GYNCA provides four key components inherent to the support and assistance of gynecologic cancer survivors.
Our organization brings all gynecologic cancer patients together, including their caregivers and families,
no matter if they are seeing a local GYN Oncologist or traveling to larger cancer centers.
GYN Cancers Alliance strives to keep the vision of our twelve founding women alive through the following programs:
• Survivor-to-Survivor Mentoring partnering with Imerman Angels
• Education & Awareness
• Emergency Non-Medical Financial Assistance with active chemo or radiation
• Monthly/Quarterly Member Group Meetings
Survivors, patients, medical professionals, family, friends, caregivers, & hospital staff are
always welcome at our Support Group Meetings. There is never a fee for anyone to attend.
Please note which events require RSVP’s as these events require supplies to be provided
and we would love to make sure that we have enough for everyone attending at no cost to you.
Light refreshments will be provided at each meeting. View our Meeting Schedule!
GYN Cancers Alliance was established in December of 2001 when our founder, Joy Lamberson-Klock—a local active businesswoman in her late forties, was diagnosed with ovarian cancer. She was surrounded by a loving family and a host of supportive friends. However, after one of her surgeries, she turned to one of her adult sons and said, “Everyone is so supportive, but I need someone who knows what I am going through.” After being released she began to seek out women experiencing the same struggles and challenges she was facing. She quickly discovered her greatest challenge was finding other women with gynecologic cancer as there were no local support group or resources. She was directed to breast cancer and general cancer support groups, but these cancer survivors could not relate to some of the unique situations of a gynecologic cancer such as instant menopause, colostomies and intimacy issues.

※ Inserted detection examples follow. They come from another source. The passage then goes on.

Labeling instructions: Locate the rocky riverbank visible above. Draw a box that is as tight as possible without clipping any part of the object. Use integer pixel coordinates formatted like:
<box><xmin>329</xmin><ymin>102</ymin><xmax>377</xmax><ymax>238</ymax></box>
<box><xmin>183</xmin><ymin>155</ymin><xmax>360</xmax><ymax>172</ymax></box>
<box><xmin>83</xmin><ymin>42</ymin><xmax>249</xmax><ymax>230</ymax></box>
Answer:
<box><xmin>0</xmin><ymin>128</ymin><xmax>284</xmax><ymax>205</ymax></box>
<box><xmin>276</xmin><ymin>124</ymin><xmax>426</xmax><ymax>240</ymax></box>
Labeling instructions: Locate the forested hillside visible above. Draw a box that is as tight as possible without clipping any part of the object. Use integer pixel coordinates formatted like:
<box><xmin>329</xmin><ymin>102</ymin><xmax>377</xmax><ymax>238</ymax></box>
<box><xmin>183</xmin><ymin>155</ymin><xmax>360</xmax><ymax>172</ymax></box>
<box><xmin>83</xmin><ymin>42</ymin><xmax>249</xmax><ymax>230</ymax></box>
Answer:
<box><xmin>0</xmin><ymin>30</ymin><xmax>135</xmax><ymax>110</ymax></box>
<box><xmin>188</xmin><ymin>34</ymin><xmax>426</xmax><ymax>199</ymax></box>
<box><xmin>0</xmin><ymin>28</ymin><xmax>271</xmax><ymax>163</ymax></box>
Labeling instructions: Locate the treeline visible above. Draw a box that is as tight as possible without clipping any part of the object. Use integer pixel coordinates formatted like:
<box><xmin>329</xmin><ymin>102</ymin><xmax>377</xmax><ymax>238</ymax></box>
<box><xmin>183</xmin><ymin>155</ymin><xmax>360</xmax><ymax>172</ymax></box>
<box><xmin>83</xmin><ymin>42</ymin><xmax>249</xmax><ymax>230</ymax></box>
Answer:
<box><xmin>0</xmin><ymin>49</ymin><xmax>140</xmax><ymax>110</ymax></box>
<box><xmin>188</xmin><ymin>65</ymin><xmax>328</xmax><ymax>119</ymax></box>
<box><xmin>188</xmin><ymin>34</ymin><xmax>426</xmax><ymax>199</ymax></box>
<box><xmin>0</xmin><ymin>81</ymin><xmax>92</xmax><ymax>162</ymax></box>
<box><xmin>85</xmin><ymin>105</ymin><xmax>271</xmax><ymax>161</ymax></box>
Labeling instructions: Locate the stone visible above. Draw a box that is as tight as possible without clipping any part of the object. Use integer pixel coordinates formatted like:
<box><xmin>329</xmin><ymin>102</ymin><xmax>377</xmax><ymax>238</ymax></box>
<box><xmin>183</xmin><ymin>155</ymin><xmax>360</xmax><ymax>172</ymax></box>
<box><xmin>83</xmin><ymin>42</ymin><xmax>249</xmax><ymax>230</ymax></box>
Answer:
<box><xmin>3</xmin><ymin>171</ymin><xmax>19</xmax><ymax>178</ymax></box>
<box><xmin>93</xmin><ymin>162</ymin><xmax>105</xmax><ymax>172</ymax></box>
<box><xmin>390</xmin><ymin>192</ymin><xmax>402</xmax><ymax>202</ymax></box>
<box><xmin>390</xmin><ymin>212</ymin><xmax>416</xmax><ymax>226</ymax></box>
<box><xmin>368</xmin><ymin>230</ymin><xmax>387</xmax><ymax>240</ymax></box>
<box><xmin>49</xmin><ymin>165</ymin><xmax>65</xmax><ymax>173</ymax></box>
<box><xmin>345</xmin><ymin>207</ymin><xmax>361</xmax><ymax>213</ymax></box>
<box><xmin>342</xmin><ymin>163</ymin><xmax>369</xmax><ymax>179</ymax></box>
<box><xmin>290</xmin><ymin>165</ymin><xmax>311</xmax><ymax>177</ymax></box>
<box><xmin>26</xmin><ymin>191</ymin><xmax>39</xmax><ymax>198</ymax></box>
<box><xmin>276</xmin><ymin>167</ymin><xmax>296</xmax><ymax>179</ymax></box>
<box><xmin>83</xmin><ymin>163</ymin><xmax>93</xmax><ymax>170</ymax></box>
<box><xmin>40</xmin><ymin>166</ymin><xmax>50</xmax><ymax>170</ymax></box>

That’s when Joy began her mission—albeit having to make time for surgeries, chemotherapy and all of the associated side effects. She approached two gynecologic oncologists in the Springfield community to help “recruit” others who would want to be a part of a support group. The first meetings were attended by six ovarian cancer survivors who were also going through treatment. They met every Wednesday morning at 7 a.m. for breakfast. They in turn invited other women they would meet during treatment sessions. Joy soon charged area hospitals and GYN oncology professionals to offer similar services as other cancer survivors received. This group grew to twelve women meeting every week.
Initially, this board of 12 survivors met just to talk and share their struggles and victories, but they soon realized they needed more. One survivor was unable to cook meals for her family, and the group literally passed a hat to buy dinner. Another needed help cleaning her house as she was not able to be near cleaning solutions (not to mention lacking the energy to clean), so the hat was passed again. Another family was struggling to ensure their children made it to soccer practice, and a volunteer stepped up to provide transportation. As this group continued to grow, they realized the need to offer these resources to other women and their families. They also envisioned an ongoing awareness campaign to educate all women about the symptoms of gynecologic cancers so that others might not have to face the same hardships. Still going strong since 2001, GYNCA continues to provide services to its member families based on the vision of the organization’s founder, Joy Lamberson-Klock, and her eleven friends . . . and we do this to honor the memory and vision of these brave Women of Courage.